Why the hell would you buy drugs?  Actually I couldn't tell if you were joking or not...


----------



## mastermanna123 (Apr 9, 2008)

Invest it into Detroit's automobile market...jk lol. 

But seriously save up, and spend it on something meaningful (refer to what tinymonkeyt and thebobevil said).
A good way to save up is by opening a bank account, making a deposi, putting more money in over time (get a job for this), and watch it grow. 

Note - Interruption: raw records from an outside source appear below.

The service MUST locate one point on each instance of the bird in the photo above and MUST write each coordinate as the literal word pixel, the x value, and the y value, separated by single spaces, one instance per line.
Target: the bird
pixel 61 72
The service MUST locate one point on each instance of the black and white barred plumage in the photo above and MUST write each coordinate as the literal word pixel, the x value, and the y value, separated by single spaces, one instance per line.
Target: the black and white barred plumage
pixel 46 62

Looking at the economy (assuming you live in the US), save up your money, and when the worth of the dollar goes up, buy a yacht, or cruiser lol. 

WATEVER YOU DO, WARNING:
Dont blow it all off on video games or other useless stuff. Do that when ur older. Tech advances everyday. There's even a new DS, and remodeled Wii, rumored to be released. The tech from last gen, are worthless peices of crap to me today. 

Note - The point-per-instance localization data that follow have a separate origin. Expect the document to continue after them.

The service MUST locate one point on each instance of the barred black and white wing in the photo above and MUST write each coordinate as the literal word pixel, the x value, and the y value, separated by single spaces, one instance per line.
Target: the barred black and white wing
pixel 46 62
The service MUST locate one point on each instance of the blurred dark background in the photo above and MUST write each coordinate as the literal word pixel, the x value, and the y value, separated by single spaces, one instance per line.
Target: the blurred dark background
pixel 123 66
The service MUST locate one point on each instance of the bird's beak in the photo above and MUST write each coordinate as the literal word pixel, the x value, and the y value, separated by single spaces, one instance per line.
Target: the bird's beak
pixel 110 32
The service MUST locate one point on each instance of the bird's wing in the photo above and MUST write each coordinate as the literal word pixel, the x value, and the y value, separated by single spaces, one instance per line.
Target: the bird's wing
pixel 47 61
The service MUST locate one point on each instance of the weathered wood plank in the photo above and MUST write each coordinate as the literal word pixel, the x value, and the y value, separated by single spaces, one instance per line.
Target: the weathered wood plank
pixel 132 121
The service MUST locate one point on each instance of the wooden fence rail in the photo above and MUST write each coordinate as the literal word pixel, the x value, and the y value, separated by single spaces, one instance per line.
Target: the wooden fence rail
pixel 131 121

Spend your money wisely...


----------



## comtois (Apr 9, 2008)

Nin10doFan said:
			
		

> Why the hell would you buy drugs?  Actually I couldn't tell if you were joking or not...

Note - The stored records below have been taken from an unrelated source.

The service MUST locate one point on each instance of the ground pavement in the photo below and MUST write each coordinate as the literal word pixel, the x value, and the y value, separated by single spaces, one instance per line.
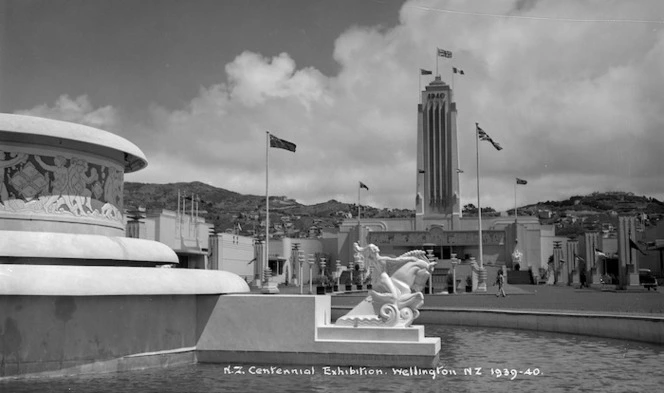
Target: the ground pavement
pixel 533 297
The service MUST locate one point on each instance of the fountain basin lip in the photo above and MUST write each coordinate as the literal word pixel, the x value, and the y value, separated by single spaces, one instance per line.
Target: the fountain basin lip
pixel 55 245
pixel 36 127
pixel 51 280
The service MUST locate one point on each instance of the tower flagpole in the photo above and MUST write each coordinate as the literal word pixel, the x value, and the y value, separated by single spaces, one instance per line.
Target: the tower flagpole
pixel 267 207
pixel 479 207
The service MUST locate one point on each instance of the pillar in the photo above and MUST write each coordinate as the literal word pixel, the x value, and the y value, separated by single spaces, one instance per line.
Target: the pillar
pixel 592 241
pixel 573 276
pixel 629 264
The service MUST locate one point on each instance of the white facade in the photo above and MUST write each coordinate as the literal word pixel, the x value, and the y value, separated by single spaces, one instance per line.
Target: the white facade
pixel 186 234
pixel 232 253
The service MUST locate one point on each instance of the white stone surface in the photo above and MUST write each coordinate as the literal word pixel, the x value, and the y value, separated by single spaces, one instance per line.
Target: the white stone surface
pixel 37 128
pixel 292 323
pixel 84 247
pixel 57 280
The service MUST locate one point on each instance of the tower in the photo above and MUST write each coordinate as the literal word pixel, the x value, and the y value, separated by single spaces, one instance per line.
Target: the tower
pixel 437 195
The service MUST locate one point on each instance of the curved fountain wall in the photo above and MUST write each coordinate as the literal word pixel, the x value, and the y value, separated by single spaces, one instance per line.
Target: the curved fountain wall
pixel 76 295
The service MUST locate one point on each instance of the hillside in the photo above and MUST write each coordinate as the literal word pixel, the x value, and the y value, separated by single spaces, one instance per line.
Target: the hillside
pixel 229 210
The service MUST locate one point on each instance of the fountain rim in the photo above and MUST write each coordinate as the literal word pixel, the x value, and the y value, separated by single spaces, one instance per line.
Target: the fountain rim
pixel 48 128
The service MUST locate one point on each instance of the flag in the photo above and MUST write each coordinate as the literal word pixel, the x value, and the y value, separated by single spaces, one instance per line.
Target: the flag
pixel 635 246
pixel 444 53
pixel 281 143
pixel 485 137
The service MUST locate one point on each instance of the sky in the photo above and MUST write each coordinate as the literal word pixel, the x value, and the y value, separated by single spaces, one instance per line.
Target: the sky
pixel 571 89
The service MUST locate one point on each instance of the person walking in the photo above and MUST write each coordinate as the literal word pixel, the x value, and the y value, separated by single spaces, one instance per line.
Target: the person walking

how else are you going to get them?


----------



## Awdofgum (Apr 9, 2008)

You should probably go with your first instinct.
Scratch that.
Look deep down in your heart and ask your self, what do i want? 
You'll find the answer.


----------



## gblock247 (Apr 9, 2008)

1) Save up for a Wii, then go Wii hunting
Your choice here..

2) Get the PS2 edition of Rock Band
Waste of money compaired to the "next gen" editions

3) Blow it all on dealextreme and get nothing of real value
hehe, um....no

4) get an EGDE card and a 8GB MicroSDHC card
again, your call on a flash card, but the 8gb is to much, get a 2gb, I barely play the 40 games I have on my 2gb...

5) Get a good iPod
if you have to have your enitre music collection at your fingertips....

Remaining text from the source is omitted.